Fix shared callback state in parallel OptunaSearchCV with LightGBM by Quant-Quasar · Pull Request #260 · optuna/optuna-integration

Quant-Quasar · 2025-12-26T07:37:22Z

Motivation

When using OptunaSearchCV with n_jobs > 1, users may pass stateful callback objects
(e.g., LightGBM early stopping callbacks) via fit_params.

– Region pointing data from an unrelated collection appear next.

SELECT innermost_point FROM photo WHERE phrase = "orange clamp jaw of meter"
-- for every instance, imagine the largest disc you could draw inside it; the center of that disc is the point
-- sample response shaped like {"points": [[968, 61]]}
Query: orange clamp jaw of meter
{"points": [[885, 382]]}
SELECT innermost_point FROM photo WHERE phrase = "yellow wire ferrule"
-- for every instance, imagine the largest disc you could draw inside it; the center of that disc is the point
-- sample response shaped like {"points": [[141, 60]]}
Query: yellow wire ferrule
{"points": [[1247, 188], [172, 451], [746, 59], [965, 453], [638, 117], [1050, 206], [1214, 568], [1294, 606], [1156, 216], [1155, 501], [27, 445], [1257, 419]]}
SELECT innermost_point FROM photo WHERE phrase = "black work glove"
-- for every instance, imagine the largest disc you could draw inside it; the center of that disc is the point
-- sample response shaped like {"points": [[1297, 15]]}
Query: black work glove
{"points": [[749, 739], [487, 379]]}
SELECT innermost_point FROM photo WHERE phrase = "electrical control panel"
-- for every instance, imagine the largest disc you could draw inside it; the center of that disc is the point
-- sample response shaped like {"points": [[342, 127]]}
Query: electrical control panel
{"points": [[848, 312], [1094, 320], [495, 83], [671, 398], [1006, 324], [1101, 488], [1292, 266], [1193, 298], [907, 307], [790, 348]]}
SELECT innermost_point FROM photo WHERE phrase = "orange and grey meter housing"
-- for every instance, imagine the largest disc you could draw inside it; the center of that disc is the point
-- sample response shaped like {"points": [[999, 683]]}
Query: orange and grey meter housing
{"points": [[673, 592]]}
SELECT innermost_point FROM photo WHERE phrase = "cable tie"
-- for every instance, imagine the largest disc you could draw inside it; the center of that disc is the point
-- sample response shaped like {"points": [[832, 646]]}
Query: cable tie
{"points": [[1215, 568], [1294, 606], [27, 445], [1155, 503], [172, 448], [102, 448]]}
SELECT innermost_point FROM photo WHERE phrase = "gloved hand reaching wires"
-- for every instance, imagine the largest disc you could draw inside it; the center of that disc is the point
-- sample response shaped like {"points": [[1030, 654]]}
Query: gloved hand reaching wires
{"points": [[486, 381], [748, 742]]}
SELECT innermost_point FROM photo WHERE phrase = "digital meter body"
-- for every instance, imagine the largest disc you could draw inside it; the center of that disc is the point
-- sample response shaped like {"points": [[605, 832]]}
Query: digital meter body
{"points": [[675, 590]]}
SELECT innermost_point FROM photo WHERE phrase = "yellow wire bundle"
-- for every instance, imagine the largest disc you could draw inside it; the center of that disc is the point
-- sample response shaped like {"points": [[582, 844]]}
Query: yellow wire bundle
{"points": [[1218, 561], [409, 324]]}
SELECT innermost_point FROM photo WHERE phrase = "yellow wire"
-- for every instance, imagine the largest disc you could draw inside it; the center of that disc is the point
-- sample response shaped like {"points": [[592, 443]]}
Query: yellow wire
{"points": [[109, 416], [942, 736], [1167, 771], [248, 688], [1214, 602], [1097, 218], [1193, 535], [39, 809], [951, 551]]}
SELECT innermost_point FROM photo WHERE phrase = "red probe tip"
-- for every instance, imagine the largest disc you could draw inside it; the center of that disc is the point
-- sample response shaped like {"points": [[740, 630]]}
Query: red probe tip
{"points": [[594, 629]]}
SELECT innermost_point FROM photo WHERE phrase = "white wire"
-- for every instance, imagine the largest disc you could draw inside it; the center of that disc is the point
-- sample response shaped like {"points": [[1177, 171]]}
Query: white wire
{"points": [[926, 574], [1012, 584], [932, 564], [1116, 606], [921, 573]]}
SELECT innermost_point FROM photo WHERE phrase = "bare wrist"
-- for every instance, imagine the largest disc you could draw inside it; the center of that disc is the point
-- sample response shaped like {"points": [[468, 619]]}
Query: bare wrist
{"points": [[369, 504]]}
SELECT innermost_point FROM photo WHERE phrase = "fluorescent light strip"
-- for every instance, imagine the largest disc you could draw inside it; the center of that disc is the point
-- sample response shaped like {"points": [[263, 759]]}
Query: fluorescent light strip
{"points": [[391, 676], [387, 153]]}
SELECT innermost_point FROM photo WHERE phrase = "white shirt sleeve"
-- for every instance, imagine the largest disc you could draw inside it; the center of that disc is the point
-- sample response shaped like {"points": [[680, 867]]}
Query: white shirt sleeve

Because fit_params is shared across parallel workers, callback objects inside it can
be shared by reference, leading to unintended cross-trial interference.
In practice, this can cause multiple parallel trials to observe and mutate the same
callback state (such as best_iteration), resulting in incorrect or identical early
stopping behavior across trials.

This issue was reported in #240 and can silently affect optimization results when running
parallel cross-validation with callbacks.

Description of the changes

This PR ensures proper isolation of callback state across parallel trials by:

Creating a shallow copy of fit_params at objective execution time.
Deep-copying only the callbacks entry (if present) to provide each trial with an
independent callback instance.
Leaving all other entries in fit_params unchanged to avoid unnecessary duplication
of large or expensive objects.

The change is localized to the objective execution path and does not affect existing
behavior for single-threaded runs or workflows that do not use callbacks.

This prevents shared mutable state between parallel trials while keeping memory and
performance overhead minimal.

not522 · 2025-12-26T08:52:56Z

Thank you for your PR! Since we're approaching the year-end and New Year holidays, I'll review the details after New Year's Day.

Quant-Quasar · 2025-12-26T10:21:14Z

Thank you for the update! I completely understand.
Please take your time, and I’m happy to follow up after New Year’s.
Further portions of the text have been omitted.